Die Dämmerung wirft ein besonderes Licht

Wieder ist die Autbahn im Weg, wenn man von Auwiesen hinüber zum Guten Hirten muss. Eine Frau sagt mir aber, dass gleich hinter dem Bad eine Unterführung ist. Noch nie gesehen und schon x-mal drüber gefahren. Eben alles eine Frage der Perpektive. Es ist sehr dunkel, als ich das Pfarrzentrum Guter Hirte erreiche, 1977 eingeweiht. In der Kirche macht der gut erleuchtete Weihnachtsbaum Licht. Ich sitze lange, weil es auch für eine Kirche gut warm ist. Im Vorraum laden viele Prospekte und Schriften zum Schmöckern. Im Pfarrhof selber ist mittlerweile Licht geworden und so trete ich ein, bis ich den Pfarrer bei einem Beratungsgespräch störe. Grüß Gott wollte ich ihm in jedem Fall sagen, wo ich mit ihm doch einige Jahre in der Laientheologen-Begleitung gearbetet habe. Seit gut eine halben Stunde weiß  ich, dass St. Franziskus mein heutiges Ziel ist.

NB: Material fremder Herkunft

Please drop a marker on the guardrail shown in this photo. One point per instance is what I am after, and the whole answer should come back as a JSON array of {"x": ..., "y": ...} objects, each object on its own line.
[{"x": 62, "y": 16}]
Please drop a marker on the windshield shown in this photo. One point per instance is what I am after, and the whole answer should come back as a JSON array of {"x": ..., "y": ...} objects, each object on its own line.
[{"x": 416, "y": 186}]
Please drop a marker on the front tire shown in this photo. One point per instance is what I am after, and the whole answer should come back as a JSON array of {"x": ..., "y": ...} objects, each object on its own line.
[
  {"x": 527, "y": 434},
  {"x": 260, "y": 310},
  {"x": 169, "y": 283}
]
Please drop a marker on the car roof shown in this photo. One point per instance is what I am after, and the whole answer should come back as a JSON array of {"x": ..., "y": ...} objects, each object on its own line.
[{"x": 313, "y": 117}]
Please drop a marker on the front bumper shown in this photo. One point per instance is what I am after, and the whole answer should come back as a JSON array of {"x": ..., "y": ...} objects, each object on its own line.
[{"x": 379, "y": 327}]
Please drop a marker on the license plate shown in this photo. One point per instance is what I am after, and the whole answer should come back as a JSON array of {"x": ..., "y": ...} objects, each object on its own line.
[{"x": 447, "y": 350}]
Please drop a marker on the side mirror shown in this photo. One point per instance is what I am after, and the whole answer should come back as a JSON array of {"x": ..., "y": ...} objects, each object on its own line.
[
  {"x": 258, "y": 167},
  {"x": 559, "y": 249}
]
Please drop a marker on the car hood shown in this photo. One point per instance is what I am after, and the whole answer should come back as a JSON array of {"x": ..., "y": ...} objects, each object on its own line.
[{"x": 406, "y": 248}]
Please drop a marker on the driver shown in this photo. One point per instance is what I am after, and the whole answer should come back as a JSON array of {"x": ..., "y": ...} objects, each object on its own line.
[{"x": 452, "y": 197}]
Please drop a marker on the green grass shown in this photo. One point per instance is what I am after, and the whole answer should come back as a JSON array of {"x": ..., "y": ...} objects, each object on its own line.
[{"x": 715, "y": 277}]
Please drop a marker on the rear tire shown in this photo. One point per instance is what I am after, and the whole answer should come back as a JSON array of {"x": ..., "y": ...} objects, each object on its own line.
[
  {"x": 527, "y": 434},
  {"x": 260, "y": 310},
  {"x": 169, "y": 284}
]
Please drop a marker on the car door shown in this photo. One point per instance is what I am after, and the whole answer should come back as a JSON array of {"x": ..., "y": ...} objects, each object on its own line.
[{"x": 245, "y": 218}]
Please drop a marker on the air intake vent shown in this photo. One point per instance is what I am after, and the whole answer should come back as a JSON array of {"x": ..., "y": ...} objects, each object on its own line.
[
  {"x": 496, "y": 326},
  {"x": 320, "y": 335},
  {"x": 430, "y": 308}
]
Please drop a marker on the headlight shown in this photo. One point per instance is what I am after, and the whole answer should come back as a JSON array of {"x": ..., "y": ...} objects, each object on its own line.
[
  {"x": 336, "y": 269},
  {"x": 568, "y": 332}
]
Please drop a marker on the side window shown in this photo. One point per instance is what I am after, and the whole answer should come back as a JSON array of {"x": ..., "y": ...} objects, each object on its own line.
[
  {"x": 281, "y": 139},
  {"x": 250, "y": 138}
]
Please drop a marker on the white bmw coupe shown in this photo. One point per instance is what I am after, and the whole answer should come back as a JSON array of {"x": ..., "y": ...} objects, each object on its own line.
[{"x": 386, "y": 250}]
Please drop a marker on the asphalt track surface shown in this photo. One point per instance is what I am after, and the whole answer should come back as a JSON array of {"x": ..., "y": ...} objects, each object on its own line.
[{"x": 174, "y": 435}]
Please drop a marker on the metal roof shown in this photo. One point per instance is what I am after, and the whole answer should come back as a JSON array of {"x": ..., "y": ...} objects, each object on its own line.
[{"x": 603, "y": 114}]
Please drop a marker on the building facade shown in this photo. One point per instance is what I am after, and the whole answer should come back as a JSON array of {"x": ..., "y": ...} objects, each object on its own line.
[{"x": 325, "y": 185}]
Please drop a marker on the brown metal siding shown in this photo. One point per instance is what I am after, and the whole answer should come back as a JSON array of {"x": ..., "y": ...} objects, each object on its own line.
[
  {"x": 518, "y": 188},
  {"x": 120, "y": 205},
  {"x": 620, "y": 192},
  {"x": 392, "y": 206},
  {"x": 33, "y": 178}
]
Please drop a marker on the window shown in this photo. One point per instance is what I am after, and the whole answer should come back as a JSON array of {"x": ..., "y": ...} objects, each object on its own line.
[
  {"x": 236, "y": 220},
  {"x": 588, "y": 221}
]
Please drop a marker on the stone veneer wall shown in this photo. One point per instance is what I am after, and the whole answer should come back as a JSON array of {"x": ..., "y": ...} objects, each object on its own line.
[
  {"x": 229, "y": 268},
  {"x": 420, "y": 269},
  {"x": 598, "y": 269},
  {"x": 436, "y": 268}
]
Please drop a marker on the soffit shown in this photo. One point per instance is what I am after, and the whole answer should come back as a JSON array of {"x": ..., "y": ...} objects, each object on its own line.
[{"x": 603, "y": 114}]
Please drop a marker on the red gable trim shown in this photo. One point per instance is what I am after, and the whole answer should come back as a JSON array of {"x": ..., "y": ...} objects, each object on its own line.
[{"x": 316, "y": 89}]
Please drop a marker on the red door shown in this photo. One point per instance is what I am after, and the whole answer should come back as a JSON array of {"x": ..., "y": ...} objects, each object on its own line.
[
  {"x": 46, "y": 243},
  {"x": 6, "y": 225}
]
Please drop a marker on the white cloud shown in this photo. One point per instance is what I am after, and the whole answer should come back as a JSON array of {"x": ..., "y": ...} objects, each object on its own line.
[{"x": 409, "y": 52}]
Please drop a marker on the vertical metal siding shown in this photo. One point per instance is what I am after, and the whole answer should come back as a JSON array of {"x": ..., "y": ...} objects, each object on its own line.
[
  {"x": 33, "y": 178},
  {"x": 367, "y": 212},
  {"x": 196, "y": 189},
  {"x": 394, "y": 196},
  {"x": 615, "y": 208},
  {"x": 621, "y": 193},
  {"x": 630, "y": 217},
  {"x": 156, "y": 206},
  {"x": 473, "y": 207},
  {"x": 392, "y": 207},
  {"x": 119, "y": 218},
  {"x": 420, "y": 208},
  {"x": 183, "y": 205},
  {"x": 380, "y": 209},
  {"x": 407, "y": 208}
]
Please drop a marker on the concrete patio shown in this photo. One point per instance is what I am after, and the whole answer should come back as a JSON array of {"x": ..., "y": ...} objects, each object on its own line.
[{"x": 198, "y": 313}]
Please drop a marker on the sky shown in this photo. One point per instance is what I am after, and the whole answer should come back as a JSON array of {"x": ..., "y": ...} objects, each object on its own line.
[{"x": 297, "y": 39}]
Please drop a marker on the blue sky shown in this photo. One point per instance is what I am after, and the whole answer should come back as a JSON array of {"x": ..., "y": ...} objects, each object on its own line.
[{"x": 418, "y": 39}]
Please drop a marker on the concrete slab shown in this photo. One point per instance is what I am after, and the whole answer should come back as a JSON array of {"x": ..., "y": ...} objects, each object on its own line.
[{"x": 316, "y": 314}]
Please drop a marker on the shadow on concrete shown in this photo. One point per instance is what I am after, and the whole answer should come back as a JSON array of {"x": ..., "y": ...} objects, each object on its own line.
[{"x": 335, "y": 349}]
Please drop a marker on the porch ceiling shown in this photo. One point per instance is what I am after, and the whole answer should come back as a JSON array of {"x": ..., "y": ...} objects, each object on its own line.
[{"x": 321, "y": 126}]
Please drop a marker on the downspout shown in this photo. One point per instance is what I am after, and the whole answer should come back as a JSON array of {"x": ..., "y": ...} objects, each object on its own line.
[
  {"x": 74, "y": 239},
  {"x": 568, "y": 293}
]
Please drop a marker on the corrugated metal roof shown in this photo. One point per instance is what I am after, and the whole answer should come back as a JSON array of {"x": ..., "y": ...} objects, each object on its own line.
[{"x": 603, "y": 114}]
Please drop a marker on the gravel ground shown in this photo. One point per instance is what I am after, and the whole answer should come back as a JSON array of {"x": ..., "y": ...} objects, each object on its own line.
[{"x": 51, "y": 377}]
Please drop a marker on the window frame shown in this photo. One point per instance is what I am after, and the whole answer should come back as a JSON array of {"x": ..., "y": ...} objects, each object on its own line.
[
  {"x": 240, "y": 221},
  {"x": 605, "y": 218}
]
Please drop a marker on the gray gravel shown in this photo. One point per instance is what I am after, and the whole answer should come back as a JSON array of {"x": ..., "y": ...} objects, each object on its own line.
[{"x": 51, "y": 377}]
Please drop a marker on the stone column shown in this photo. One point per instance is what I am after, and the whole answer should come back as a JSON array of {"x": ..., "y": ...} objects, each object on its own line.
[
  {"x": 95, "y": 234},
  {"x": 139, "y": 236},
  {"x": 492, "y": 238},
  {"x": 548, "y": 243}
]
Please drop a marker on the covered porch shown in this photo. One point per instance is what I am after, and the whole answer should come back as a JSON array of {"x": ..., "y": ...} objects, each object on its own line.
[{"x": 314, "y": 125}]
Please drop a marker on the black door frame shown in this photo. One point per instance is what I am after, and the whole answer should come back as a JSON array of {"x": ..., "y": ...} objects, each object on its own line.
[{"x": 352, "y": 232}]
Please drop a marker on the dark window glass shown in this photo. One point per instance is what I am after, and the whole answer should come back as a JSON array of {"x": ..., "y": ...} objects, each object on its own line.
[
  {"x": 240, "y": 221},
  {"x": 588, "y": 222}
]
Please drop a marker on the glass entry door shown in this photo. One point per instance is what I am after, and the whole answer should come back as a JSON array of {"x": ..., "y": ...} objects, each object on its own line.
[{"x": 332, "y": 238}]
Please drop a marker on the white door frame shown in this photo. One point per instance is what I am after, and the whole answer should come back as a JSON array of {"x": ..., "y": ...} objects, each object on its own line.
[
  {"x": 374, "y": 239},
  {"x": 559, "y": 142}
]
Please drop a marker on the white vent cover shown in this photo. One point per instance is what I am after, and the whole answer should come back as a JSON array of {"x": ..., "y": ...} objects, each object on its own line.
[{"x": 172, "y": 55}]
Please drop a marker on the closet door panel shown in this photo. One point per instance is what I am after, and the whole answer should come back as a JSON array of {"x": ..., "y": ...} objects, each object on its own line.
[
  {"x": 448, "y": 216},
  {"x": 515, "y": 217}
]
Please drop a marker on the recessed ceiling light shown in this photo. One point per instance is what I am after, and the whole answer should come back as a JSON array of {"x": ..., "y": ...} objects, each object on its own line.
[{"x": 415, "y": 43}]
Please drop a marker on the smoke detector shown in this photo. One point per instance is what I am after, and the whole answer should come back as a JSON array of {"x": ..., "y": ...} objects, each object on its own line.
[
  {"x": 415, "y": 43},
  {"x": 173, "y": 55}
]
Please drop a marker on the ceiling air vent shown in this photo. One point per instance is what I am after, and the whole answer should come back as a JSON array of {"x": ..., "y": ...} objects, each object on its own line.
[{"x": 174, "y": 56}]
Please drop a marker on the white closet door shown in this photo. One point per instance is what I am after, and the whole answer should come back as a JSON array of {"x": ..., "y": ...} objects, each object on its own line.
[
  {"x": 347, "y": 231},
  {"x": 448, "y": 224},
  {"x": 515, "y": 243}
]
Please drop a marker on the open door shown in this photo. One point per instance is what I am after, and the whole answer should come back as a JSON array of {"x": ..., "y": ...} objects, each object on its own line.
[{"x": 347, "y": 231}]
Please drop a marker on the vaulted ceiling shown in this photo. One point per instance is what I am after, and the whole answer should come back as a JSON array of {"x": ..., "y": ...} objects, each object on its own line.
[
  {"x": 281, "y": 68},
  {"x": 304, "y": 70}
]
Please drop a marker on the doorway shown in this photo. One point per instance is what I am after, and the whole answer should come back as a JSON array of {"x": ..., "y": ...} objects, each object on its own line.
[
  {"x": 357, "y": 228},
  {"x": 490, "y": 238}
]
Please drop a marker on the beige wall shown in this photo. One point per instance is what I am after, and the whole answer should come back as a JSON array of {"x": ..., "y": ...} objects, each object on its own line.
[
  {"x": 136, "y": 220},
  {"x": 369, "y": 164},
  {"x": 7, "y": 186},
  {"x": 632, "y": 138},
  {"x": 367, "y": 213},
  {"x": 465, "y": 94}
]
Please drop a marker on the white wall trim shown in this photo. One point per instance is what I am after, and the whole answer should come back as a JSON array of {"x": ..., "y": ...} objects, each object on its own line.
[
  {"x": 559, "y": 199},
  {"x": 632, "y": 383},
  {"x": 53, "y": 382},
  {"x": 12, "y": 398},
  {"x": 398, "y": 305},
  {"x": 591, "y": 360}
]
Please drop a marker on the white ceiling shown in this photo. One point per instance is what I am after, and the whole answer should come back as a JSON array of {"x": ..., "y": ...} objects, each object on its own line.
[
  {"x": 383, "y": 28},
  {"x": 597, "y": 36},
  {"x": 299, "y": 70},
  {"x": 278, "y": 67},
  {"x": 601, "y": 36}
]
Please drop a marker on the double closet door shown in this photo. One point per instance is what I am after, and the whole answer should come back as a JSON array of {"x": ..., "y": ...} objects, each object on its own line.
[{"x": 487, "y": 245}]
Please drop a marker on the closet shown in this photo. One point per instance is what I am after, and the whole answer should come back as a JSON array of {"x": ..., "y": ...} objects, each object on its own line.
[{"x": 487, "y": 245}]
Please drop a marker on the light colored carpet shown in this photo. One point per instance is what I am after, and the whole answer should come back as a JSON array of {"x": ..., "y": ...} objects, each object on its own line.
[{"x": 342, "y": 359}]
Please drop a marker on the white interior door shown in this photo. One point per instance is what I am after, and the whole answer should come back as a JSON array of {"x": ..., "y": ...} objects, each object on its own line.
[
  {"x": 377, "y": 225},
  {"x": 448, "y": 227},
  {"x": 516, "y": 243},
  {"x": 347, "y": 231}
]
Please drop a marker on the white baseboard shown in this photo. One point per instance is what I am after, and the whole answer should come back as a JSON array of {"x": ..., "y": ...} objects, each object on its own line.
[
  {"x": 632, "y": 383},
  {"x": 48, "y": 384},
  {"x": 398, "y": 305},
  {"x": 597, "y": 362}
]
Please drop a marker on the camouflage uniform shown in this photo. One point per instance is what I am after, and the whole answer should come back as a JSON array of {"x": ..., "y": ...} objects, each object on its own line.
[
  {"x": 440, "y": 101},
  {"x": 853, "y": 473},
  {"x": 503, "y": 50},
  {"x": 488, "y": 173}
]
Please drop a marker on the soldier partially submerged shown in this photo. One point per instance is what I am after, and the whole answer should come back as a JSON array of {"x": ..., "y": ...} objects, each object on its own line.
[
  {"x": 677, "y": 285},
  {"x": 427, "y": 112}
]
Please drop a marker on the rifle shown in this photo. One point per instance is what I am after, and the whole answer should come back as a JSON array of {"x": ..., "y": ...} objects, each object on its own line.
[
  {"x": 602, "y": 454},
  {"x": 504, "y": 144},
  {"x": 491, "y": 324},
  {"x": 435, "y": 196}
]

Gefühle vom Assisi-Gehen finden hier ihren Platz

Mittlerweile ist es ganz finster geworden, dh. soweit man in der Stadt überhaupt von Finsternis reden kann. Mit Pfarrer Josef Wimmer habe ich vorher telefoniert und er hat mich herzlich zu sich eingeladen. Er kommt vom Schifahren mit den Neffen. Ich feiere die Abendmesse mit. St. Franziskus – viele Gefühle werden hier wachgerufen und fallen in eine gute Stimmung. Nach der Messe sitzen wir bei der Jause und trinken auch ein Gläschen Wein. Wir besprechen nicht nur die Situation der Pfarre, sondern darüber hinaus auch die der Diözese. Josef war lange Jahre Fachinspektor für AHS im Schulamt. Es gibt jede Menge zu erzählen und so muss das Blog-Schreiben bis jetzt warten.

Was ich zum Überlegen mitnehme?

Kirche hat in der Vergangenheit immer bauliche Akzente gesetzt, die sicherlich irritiert haben. Wird die Körpersprache der neuen Gebäude verstanden oder nur als „fremd“ erlebt?